Technology: friend or foe of fraud?

Feb 13, 2020

With increasing sophistication in fraud schemes, how can we stay safe? Shane Flanagan shares three essential tips to protect ourselves and our organisations against cyber-crime.

In the past 10 years, we have seen increasing levels of sophistication in fraud schemes and a significant rise in the number of cyber-criminal groups and organisations targeting both companies and individuals.

Traditional fraud, focused on monetary assets, continues to exist but the exponential growth in the amount of data held by companies, facilitated and created by technology, is now a target for fraudsters. On the dark web, private health data typically sells for 10 times more than other personal data.

As our lives and finances move ever more online, so too does fraud. 

Trading one fraud for another

The introduction of chip and pin on credit cards saw a significant reduction in credit card fraud, but this has subsequently seen fraudsters move online with a rise in online payments fraud.

Phishing continues to be one of the most common and effective methods for fraudsters to target victims. Estimates suggest that over 90% of cyberattacks start with a phishing email, tricking users into handing over information. While many phishing emails use generic wording, some fraudsters are using personal information (typically sourced from social media) to add legitimacy to their requests. This tactic is known as “spear fishing”.  

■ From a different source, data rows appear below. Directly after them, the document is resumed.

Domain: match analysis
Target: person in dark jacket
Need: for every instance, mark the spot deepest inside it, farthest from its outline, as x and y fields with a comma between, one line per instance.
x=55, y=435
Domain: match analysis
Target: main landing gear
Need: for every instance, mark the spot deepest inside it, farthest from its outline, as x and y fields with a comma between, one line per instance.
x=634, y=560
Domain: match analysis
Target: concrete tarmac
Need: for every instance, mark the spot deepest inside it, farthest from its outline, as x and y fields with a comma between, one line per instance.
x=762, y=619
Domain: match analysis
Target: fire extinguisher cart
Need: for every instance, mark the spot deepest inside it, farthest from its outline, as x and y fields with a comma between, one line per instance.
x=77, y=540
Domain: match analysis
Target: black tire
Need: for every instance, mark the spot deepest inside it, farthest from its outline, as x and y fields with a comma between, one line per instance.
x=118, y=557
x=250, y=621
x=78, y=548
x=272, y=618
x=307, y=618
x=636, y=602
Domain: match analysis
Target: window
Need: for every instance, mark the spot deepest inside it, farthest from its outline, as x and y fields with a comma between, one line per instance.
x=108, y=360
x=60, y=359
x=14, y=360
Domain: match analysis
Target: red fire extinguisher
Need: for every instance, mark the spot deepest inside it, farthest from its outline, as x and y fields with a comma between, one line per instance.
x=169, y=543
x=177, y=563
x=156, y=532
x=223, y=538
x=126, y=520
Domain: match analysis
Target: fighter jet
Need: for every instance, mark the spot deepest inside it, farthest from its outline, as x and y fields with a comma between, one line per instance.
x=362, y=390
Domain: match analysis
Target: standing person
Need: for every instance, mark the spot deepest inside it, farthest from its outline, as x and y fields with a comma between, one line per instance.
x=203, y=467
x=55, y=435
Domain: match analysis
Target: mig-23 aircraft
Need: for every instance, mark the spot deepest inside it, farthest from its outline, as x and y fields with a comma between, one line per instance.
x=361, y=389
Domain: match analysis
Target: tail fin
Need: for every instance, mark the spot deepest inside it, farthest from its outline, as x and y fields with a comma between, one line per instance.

Advances in technology have made it easier and cheaper for fraudsters to dupe victims. For example, professional-looking or near replicas of legitimate websites can be pulled together in minutes with little or no technical knowledge and at very little cost to lend credibility to fraud schemes.   

Advances in communication tech have created messaging and chat apps that enable fraudsters to collude in more covert ways. Thankfully, advances in discovery technology mean that conversations held using such applications can be easily and effectively analysed using appropriate tools should an investigation prove necessary.  

Artificial intelligence: friend or foe?

Developments in artificial intelligence (AI) are likely to pave the way for future frauds. When given a variety of audio samples, AI can now clone the sound of a target’s voice, and if overlaid on synthesised video of them speaking, the result can be uncanny. Either in video or audio form, this technology could be used to commit extensive and damaging fraud.

Of course, AI can be a source for good. In fact, AI-enabled data analytics can now detect and stop transactions before they are even processed.

What can you do to protect yourself?

These tips may seem self-evident, but they will help to protect you.

  1. Stay fraud aware – Use the many resources available online to ensure you know about the latest fraud scams and how you can avoid them.
  2. Think before you share – The information you share online, especially about where you live, work and the specifics about your career, can be dangerous in the wrong hands. Do you really need to share the specifics of your life in an open forum such as social media? If not, don’t.
  3. Be sceptical – If a situation seems odd or an offer seems too good to be true, it probably is. Trust your instincts and follow them and make enquiries about the legitimacy of the person or company you are about to engage with to ensure you don’t fall foul of fraudsters.

Shane Flanagan is a manager in Deloitte’s forensic practice.